If you know what companies you would like to intern at, be sure to regular check their website and social media for any vacancies or internship positions. Many smaller production companies will call on interns to scale up their crew when they’re due to go into production – its all hands to the deck.
While you’ll often carry out admin or runner tasks, the experience you can gain in those few weeks will set your CV apart from the rest.
Contacting – Emails and Calls
If you’re particularly confident, you may want to reach out to those companies if you can identify the relevant staff members at the production company. We recommend reaching out to the talent or HR personnel, else contacting a generic email will usually get picked up by someone in the company.

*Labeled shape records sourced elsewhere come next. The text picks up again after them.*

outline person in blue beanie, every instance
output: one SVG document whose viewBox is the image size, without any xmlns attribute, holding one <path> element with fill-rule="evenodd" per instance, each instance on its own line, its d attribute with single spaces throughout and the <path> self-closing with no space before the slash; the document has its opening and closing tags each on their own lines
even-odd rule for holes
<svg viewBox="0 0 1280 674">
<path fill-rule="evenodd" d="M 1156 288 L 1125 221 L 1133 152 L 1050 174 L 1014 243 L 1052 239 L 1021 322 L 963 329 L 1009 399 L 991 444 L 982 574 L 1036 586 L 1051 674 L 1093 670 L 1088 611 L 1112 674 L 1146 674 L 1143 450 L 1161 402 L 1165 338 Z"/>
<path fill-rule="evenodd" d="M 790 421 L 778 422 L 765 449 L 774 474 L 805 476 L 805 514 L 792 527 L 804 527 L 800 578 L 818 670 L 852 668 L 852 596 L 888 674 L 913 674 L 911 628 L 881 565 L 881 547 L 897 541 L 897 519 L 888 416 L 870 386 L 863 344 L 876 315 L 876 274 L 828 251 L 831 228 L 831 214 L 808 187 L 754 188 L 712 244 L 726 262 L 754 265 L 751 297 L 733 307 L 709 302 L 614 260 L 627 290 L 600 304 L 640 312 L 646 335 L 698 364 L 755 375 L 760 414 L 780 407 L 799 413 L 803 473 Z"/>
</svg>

Persistence and timing is crucial with this approach. A production company’s workload can vary heavily through the year – if they are planning a production, that’s less workload than an active production where they’re juggling schedules, budgets and filming. Therefore, you may email at the wrong time and they won’t have internship opportunities available.
Hence, timing is important. If you’ve emailed previously, be sure to follow up a few months after. Also keep an eye on the trade publications, which will report on the latest films going into production. Those companies behind projects will start production in the following few months and will be on the lookout for additional people to support it.
Many executives express concern that new staff in the film industry lack an understanding of how it works, so internships are a great way to gain knowledge of the film industry and really give you that head start developing a career in the industry. While it can be difficult to secure an internship, those that do are often highly sought for their next steps in their career.